O discurso oficial sobre a “responsabilidade fiscal” no Brasil baseia-se numa métrica enganosa: o resultado primário, que exclui o pagamento dos juros da dívida pública.
Essa escolha metodológica cria a aparência de equilíbrio, enquanto oculta uma sangria permanente de recursos públicos para o sistema financeiro.Na prática, segundo critérios internacionais, o país opera em déficit estrutural há quase três décadas.

 O que é o “resultado primário”?

O resultado primário é calculado assim:
Receitas – Despesas (sem contar juros da dívida)
Ou seja, o governo finge que a maior despesa do orçamento não existe.
Essa metodologia é divulgada principalmente pelo Banco Central do Brasil e pelo Ministério da Fazenda, sendo usada como referência para políticas de ajuste.

 O padrão internacional: resultado nominal

Organismos como o Fundo Monetário Internacional utilizam o resultado nominal, que inclui:✔️ Gastos sociais
✔️ Investimentos
✔️ Custeio do Estado
✔️ Juros da dívida Ou seja: o custo real do governo.Por esse critério, o Brasil registra déficits contínuos desde os anos 1990.

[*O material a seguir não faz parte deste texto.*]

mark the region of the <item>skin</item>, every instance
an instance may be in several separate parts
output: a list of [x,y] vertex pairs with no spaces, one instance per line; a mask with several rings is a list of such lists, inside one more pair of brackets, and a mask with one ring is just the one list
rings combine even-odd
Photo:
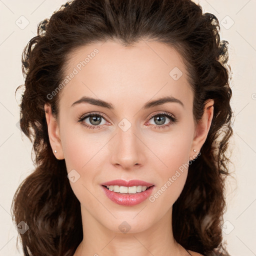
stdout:
[[[196,157],[210,126],[214,102],[208,100],[196,124],[194,96],[182,57],[174,48],[152,40],[142,40],[130,48],[114,41],[83,46],[67,62],[66,74],[95,48],[98,54],[62,89],[60,119],[52,114],[50,106],[44,108],[50,144],[58,151],[54,154],[58,159],[65,159],[68,172],[74,169],[80,175],[70,182],[80,202],[84,232],[74,255],[188,256],[174,239],[171,220],[172,204],[183,189],[188,169],[154,202],[146,200],[136,206],[115,204],[100,184],[116,179],[140,180],[154,184],[154,194],[180,166]],[[183,73],[177,80],[169,74],[174,67]],[[168,102],[142,108],[148,101],[166,96],[184,106]],[[70,106],[82,96],[110,102],[114,109],[88,103]],[[100,128],[88,129],[77,122],[94,112],[106,118],[102,118]],[[164,112],[178,121],[154,129],[160,124],[150,116],[162,116]],[[124,118],[132,125],[126,132],[118,126]],[[97,126],[88,118],[84,122]],[[170,122],[166,117],[164,124]],[[126,233],[118,228],[124,221],[130,226]]]

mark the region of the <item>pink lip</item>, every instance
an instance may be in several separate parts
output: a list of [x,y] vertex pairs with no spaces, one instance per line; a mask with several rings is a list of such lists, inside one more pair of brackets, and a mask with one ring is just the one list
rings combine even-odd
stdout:
[[100,185],[102,186],[151,186],[154,185],[151,183],[144,182],[143,180],[132,180],[127,182],[123,180],[114,180],[110,182],[102,183]]
[[101,186],[103,188],[105,194],[112,202],[118,204],[130,206],[138,204],[146,200],[150,196],[154,188],[154,186],[153,186],[144,192],[136,194],[128,194],[114,192],[108,190],[103,186]]

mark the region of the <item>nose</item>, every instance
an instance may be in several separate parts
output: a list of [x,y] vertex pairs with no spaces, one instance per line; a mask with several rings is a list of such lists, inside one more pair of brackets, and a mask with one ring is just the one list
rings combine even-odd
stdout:
[[138,130],[136,130],[133,126],[126,131],[119,128],[116,130],[117,134],[110,146],[112,164],[127,170],[132,170],[136,166],[143,165],[146,147]]

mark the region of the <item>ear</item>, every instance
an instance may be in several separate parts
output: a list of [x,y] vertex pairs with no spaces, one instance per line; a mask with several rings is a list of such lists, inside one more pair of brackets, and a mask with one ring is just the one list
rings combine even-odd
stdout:
[[[57,159],[60,160],[64,159],[60,136],[59,126],[57,120],[52,114],[52,108],[48,104],[44,104],[44,112],[46,112],[46,118],[48,126],[49,140],[54,152],[53,154]],[[57,151],[56,153],[54,152],[55,150]]]
[[[202,118],[196,126],[194,138],[190,150],[193,156],[190,158],[192,159],[194,159],[200,152],[201,148],[206,140],[212,124],[214,116],[214,100],[210,99],[206,102]],[[196,150],[196,152],[194,151],[194,149]]]

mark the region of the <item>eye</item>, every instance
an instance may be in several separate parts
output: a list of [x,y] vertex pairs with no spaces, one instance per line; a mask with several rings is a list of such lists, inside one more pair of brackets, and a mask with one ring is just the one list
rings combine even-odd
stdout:
[[[104,116],[104,115],[100,113],[91,113],[82,116],[78,120],[78,122],[80,122],[82,125],[89,129],[94,129],[95,128],[98,128],[100,124],[102,124],[102,120],[106,121]],[[89,122],[89,124],[85,122],[86,119],[88,119],[88,122]]]
[[[166,118],[168,118],[168,119],[170,120],[170,122],[166,123]],[[163,128],[166,127],[168,127],[170,126],[171,124],[174,124],[177,121],[176,118],[174,116],[167,112],[158,113],[158,114],[155,114],[154,116],[150,116],[150,121],[152,119],[153,119],[153,121],[156,124],[156,126],[154,125],[153,124],[153,128],[154,129]],[[151,124],[149,122],[150,121],[148,121],[148,122],[147,122],[147,124]]]

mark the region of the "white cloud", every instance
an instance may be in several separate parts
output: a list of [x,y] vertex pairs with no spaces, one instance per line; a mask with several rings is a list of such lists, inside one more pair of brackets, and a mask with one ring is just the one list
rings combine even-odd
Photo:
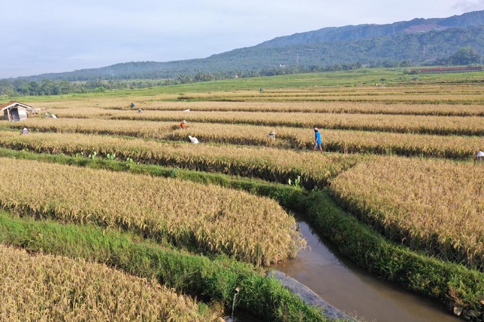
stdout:
[[445,17],[484,0],[17,0],[2,3],[0,77],[203,58],[325,27]]

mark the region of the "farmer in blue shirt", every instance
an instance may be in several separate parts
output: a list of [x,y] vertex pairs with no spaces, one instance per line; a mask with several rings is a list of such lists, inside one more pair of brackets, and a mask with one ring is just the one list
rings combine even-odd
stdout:
[[317,127],[315,128],[315,145],[313,151],[316,151],[316,149],[319,148],[319,151],[323,152],[323,148],[321,147],[321,133]]

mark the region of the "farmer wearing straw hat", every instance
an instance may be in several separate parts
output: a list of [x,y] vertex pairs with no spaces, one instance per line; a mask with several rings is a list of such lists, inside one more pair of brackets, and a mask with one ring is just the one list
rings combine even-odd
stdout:
[[321,133],[317,127],[314,128],[315,130],[315,145],[313,147],[313,151],[316,151],[316,149],[319,148],[319,151],[323,152],[323,148],[321,146]]
[[274,130],[271,131],[267,137],[270,139],[276,140],[276,132]]

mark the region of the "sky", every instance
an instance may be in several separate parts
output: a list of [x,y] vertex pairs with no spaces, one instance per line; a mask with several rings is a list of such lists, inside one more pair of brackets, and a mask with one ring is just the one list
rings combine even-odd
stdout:
[[205,58],[326,27],[481,10],[484,0],[5,1],[0,78]]

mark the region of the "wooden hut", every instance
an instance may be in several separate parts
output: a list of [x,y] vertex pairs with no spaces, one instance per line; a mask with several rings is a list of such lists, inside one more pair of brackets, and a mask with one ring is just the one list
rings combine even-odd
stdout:
[[4,104],[0,108],[3,113],[3,120],[12,122],[27,120],[27,111],[33,109],[32,106],[15,101]]

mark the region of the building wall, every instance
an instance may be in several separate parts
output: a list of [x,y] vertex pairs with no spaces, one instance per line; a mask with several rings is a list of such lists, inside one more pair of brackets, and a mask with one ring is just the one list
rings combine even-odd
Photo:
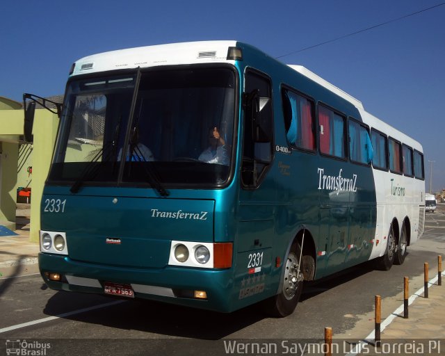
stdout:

 O elefante na sala: os juros

O maior gasto público brasileiro não é:❌ Saúde
❌ Educação
❌ Previdência
❌ Infraestrutura é o pagamento de juros.
Anualmente, centenas de bilhões de reais são transferidos para:
  • Bancos
  • Fundos de investimento
  • Rentistas
  • Grandes investidores
Esse fluxo nunca entra no debate sobre “controle de gastos”.

 A ilusão do equilíbrio

Quando o governo anuncia:
“Fechamos o ano com superávit primário”
Na realidade, está dizendo:
“Sobrou dinheiro antes de pagar aos credores.”
Mas depois de pagar os juros, o caixa fica no vermelho.É como alguém afirmar que está financeiramente saudável porque pagou aluguel e comida — mas ignorou o cartão de crédito.

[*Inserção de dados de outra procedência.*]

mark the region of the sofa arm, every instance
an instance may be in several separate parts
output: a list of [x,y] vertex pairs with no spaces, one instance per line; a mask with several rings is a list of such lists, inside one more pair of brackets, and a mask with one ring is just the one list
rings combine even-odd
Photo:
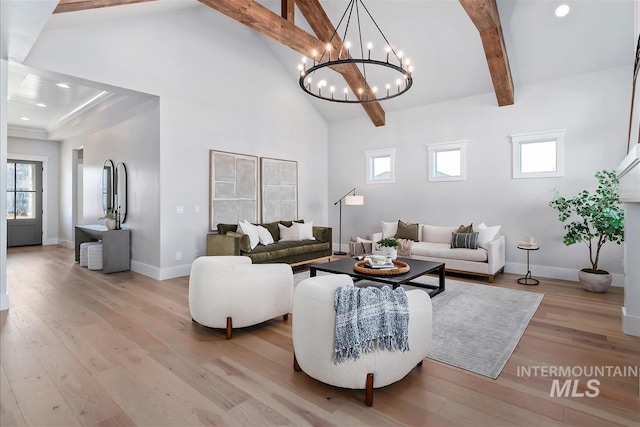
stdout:
[[207,234],[207,256],[241,255],[251,250],[251,242],[246,234]]
[[313,237],[320,242],[331,242],[332,234],[331,227],[313,226]]
[[489,242],[487,246],[487,262],[489,263],[489,273],[493,274],[504,267],[505,263],[505,242],[504,235]]

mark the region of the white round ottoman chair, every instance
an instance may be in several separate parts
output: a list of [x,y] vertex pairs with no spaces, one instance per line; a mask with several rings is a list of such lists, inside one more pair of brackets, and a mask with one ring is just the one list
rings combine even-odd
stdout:
[[406,292],[408,351],[373,351],[334,364],[334,298],[338,286],[353,286],[353,280],[344,274],[328,274],[305,279],[296,286],[292,311],[294,370],[336,387],[365,389],[365,403],[371,406],[374,388],[392,384],[422,365],[431,344],[431,299],[419,289]]
[[289,318],[293,271],[288,264],[252,264],[244,256],[203,256],[191,265],[189,311],[194,322],[243,328],[283,316]]

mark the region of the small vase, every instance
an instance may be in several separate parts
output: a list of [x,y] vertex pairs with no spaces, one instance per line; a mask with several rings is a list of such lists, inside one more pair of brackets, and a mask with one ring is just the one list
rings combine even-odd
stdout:
[[383,246],[381,249],[382,249],[382,255],[391,257],[392,260],[395,260],[396,258],[398,258],[398,249],[397,248],[392,248],[392,247],[389,247],[389,246]]

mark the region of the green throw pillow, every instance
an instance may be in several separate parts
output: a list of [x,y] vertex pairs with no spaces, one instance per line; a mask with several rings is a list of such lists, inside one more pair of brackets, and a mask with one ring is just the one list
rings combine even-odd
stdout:
[[478,249],[478,231],[474,233],[451,233],[451,249]]
[[404,221],[398,221],[398,231],[396,232],[396,239],[409,239],[413,241],[418,240],[418,224],[408,224]]

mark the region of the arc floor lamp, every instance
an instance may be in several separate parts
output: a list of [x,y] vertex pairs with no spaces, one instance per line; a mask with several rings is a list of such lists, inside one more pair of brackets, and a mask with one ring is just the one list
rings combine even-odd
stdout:
[[345,205],[349,206],[362,206],[364,205],[364,196],[356,196],[356,188],[354,187],[352,190],[349,190],[347,194],[342,196],[340,200],[335,202],[333,206],[340,205],[340,228],[339,228],[339,241],[338,241],[338,250],[334,252],[334,255],[346,255],[347,253],[342,251],[342,202],[344,201]]

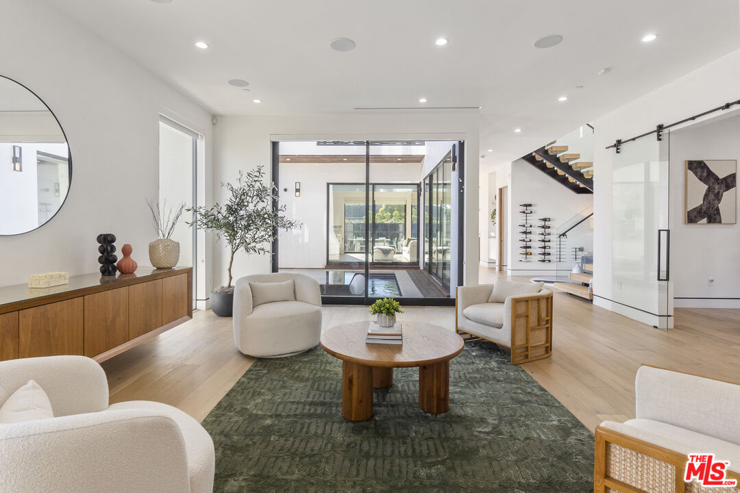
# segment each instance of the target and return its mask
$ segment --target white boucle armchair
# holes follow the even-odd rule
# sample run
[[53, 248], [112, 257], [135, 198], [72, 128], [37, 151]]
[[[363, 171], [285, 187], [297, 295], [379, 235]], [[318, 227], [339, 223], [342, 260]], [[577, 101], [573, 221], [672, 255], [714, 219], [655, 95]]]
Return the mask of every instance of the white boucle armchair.
[[0, 492], [211, 493], [208, 432], [158, 402], [108, 405], [103, 369], [84, 356], [0, 362], [0, 405], [29, 380], [54, 418], [0, 424]]
[[[292, 281], [292, 296], [282, 301], [255, 305], [260, 296], [250, 283]], [[263, 296], [263, 298], [264, 298]], [[243, 353], [257, 358], [278, 358], [314, 347], [321, 336], [321, 289], [303, 274], [278, 272], [245, 276], [234, 288], [234, 342]]]
[[[507, 296], [503, 302], [491, 302], [493, 284], [459, 286], [455, 297], [455, 326], [458, 333], [480, 337], [511, 350], [511, 364], [547, 358], [552, 354], [553, 293], [532, 283], [511, 286], [538, 292]], [[517, 288], [513, 291], [517, 292]]]

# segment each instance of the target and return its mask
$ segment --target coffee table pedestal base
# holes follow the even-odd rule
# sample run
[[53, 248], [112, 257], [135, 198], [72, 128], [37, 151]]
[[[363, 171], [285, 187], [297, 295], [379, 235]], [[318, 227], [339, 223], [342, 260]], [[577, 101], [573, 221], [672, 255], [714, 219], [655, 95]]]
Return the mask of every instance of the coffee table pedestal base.
[[372, 367], [342, 362], [342, 415], [350, 421], [372, 418]]
[[419, 407], [425, 412], [450, 410], [450, 361], [419, 367]]
[[373, 367], [372, 386], [374, 389], [387, 389], [393, 387], [393, 368]]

 Déficit há 27 anos: o rombo invisível

Desde o Plano Real, o Brasil convive com:
  • Juros estruturalmente altos
  • Crescimento fraco
  • Endividamento crescente
  • Financeirização da economia
O resultado é um déficit nominal crônico, mascarado por estatísticas convenientes.Esse modelo garante:➡️ Segurança aos credores
➡️ Pressão permanente sobre políticas sociais
➡️ Subordinação do orçamento ao capital financeiro

 A função política do “resultado primário”

O resultado primário não é neutro. Ele cumpre três funções políticas:

1️⃣ Legitima a austeridade

Permite dizer que “o problema são os gastos sociais”.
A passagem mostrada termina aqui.